Заплакали дети, поднялись бабы, заорали.

А немного приутихли дети, опять послышался под стук колес голос Яшки: он роется в своем мешке и ухмыляется.

- Книги, вот эти, получил я от самого господина начальника. Проповедник был у нас англичанин, просвещал арестантов. Познание, говорит, усмирит чувство твое и освободит от него. Лучше бы, сукин кот, от тюрьмы освободил! А то кандалы в душе тяжелее ваших. Попробовала бы, этакая пигалица, наши-то поносить, дарма что англичанин.

- Одно развлечение, а то и слушать их нечего! - глухо отвечает сосед Яшки, высокий, сухощавый арестант с темным лицом подвижника.

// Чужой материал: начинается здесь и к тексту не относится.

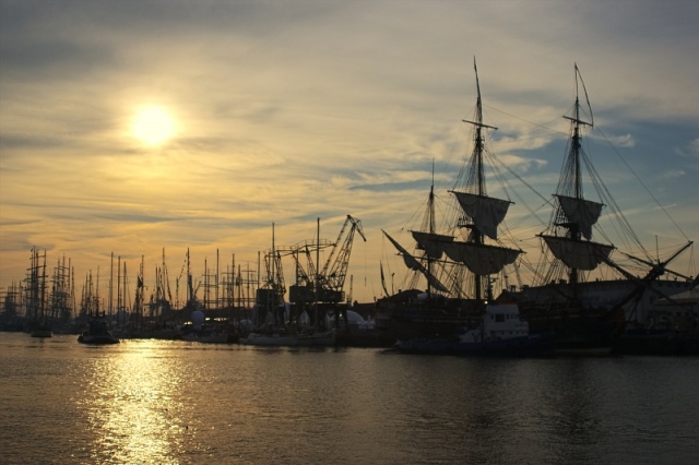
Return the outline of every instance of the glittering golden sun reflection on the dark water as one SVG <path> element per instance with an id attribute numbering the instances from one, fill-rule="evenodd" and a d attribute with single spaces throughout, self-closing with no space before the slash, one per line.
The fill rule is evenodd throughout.
<path id="1" fill-rule="evenodd" d="M 173 360 L 147 350 L 94 360 L 83 403 L 94 433 L 95 463 L 174 463 L 187 427 L 185 406 L 170 393 L 180 384 Z"/>

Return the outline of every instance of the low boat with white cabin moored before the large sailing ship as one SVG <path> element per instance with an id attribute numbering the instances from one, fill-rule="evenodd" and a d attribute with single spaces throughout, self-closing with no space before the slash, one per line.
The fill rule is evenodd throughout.
<path id="1" fill-rule="evenodd" d="M 455 339 L 398 341 L 395 347 L 405 354 L 461 356 L 547 356 L 556 348 L 552 332 L 529 332 L 529 323 L 520 319 L 517 303 L 490 303 L 477 327 L 463 331 Z"/>

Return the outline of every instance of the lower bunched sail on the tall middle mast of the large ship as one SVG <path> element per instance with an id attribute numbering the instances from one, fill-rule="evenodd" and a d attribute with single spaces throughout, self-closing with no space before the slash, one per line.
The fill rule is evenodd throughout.
<path id="1" fill-rule="evenodd" d="M 513 263 L 521 250 L 506 247 L 486 246 L 475 242 L 446 242 L 445 253 L 454 262 L 463 263 L 481 276 L 499 273 L 506 265 Z"/>

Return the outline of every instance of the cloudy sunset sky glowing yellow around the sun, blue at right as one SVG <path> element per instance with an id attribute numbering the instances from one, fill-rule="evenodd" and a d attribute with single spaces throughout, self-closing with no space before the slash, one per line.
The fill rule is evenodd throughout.
<path id="1" fill-rule="evenodd" d="M 381 230 L 410 242 L 433 166 L 447 198 L 471 152 L 474 59 L 489 150 L 546 198 L 578 64 L 589 155 L 666 257 L 699 238 L 698 23 L 690 0 L 0 0 L 0 286 L 32 247 L 49 274 L 70 259 L 78 291 L 112 253 L 131 282 L 163 250 L 173 281 L 187 249 L 196 279 L 216 253 L 256 267 L 273 224 L 276 246 L 315 239 L 317 218 L 335 240 L 350 214 L 367 239 L 352 296 L 372 301 L 379 263 L 403 273 Z M 139 126 L 147 108 L 169 120 Z M 541 206 L 511 208 L 532 258 Z M 696 274 L 694 249 L 675 263 Z"/>

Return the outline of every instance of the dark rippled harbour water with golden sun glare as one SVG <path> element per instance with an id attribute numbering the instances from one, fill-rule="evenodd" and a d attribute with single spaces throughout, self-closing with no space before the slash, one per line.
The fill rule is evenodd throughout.
<path id="1" fill-rule="evenodd" d="M 696 464 L 699 358 L 0 333 L 5 464 Z"/>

- Да и без проповедников сами все знаем, еще покойный Державин сказал: в добре и зле будь велик. А то англичанин.

- Спи ты, чего поднялась! - скаля зубы, уговаривает конвойный молодую арестантку, подлаживаясь и заигрывая.

- И приятно, любо ходить мне,- продолжает Яшка,- и хожу. А сколько я этого народу на моем веку обманул. Родного брата надул...

Хихикают. Старуха стонет. Кто-то немилосердно чешется и зевает. Яшка повествует свои длинные, запутанные похождения.

Становится душно. Пепельно-желтый табачный дым широкой и густой полосой тянется от двери до двери. К арестантке пристают и задирают. Кто-то запел.

- Д-да,- слышится голос Яшки,- и живу так, приятно, хорошо мне, одно устал, тело болит, да и вино уважаю.

И все слова и крики сливаются в каком-то тупом жужжанье.

Хочется туда, за эти поля - дальше отсюда. И с болью вспоминается другое...

Скоро станция. Конвойные собирают чайники, арестанты спорят и грызутся.

Поезд остановился.

Пассажиры и публика, прогуливаясь по платформе, трусливо и любопытно заглядывают в решетчатые окна.

2

ТАРАКАНИЙ ПАСТУХ

Шла третья неделя, а этап все задерживался.

Казалось, прятался тот день, когда войдет старший и объявит, и все подымутся, загудят, споря и собирая рухлядь со всевозможными тайниками для табаку и инструмента.